For plants, bark panels etc, the place to look at is E.N.T- terraristik. Its a german site, but much cheaper than places over here, quick and cheap shipping, and a lot of the stuff dartfrog sells comes from there anyway.

Chelsea, will sort a pic in a min- cooking tea! :lol2:


----------



## lee-ellam (Oct 17, 2009)

Any idea on shipping prices from ENT? If dartfrog are a middleman and it's cheaper I'll cut them out


----------



## chelseanlee (Feb 9, 2009)

chrism said:


> Also several people on here selling them!! :blush:
> 
> For plants, bark panels etc, the place to look at is E.N.T- terraristik. Its a german site, but much cheaper than places over here, quick and cheap shipping, and a lot of the stuff dartfrog sells comes from there anyway.
> 
> Chelsea, will sort a pic in a min- cooking tea! :lol2:


can i have sum :whistling2:
yeh pop sum pics up wen uve finnished munching :2thumb:


----------



## chrism (Jul 5, 2007)

chelseanlee said:


> can i have sum :whistling2:
> yeh pop sum pics up wen uve finnished munching :2thumb:


Yer, pop over. Was home made swedish meat balls, and spagetti in cheese sauce!

Anyway, back on topic...

Had a guy over buying dart frogs, so didnt get any new pics. Had these from when I put the tank together. I used fake plants to give the cresties cover until the real plants had grown etc.

You can see the real plants starting to grow on the left.

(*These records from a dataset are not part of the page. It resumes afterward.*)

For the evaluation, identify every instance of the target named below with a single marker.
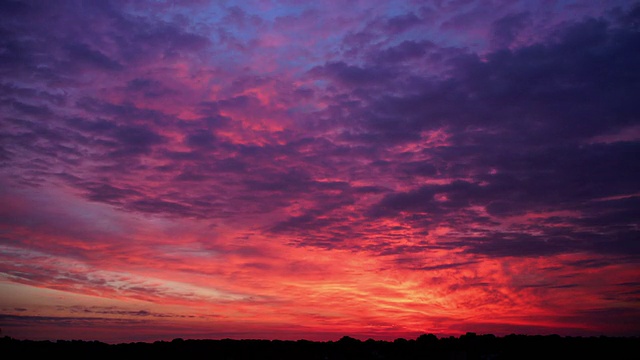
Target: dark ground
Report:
(469, 346)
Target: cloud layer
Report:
(378, 170)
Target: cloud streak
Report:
(366, 169)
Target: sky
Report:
(311, 170)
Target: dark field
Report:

The tanks a 45 x 45 x 60 (inches) before anyone asks.


----------



## chrism (Jul 5, 2007)

lee-ellam said:


> Any idea on shipping prices from ENT? If dartfrog are a middleman and it's cheaper I'll cut them out


Exactly!

I ordered a big order from them a while ago and it only cost me about £12 shipping. Think its will cost a bit more now though since the euro / pound is almost the same.

E.N.T. Terrarientechnik

Listed on their site.

Great Britain via DPD
 up to 2 Kg 16,20 EUR 
up to 4 Kg 17,40 EUR 
up to 6 Kg 18,40 EUR 
up to 8 Kg 19,50 EUR 
up to 12 Kg 21,60 EUR 
up to 20 Kg 25,80 EUR 
up to 31,5 kg
 32,20 EUR


----------



## chelseanlee (Feb 9, 2009)

chrism said:


> Yer, pop over. Was home made swedish meat balls, and spagetti in cheese sauce!


 :mf_dribble:


----------



## chelseanlee (Feb 9, 2009)

chrism said:


> Had a guy over buying dart frogs, so didnt get any new pics. Had these from when I put the tank together. I used fake plants to give the cresties cover until the real plants had grown etc.
> 
> You can see the real plants starting to grow on the left.
> 
> ...


looks good :2thumb:
once ive finnished on the leos fake rock builds i'm guna start with the cresties. the bark definatly looks nice and natural, bet yours love it :no1:


----------



## chrism (Jul 5, 2007)

chelseanlee said:


> looks good :2thumb:
> once ive finnished on the leos fake rock builds i'm guna start with the cresties. the bark definatly looks nice and natural, bet yours love it :no1:


Yer, they seem too.

I feed crickets in a pint pot stood in the middle to save plants being destroyed- they all climb into it. Wax moths and house flies are let loose for the chase! :2thumb:

If choose to order from ENT, let me know. A few of us local ish do combined orders to save p&p.


----------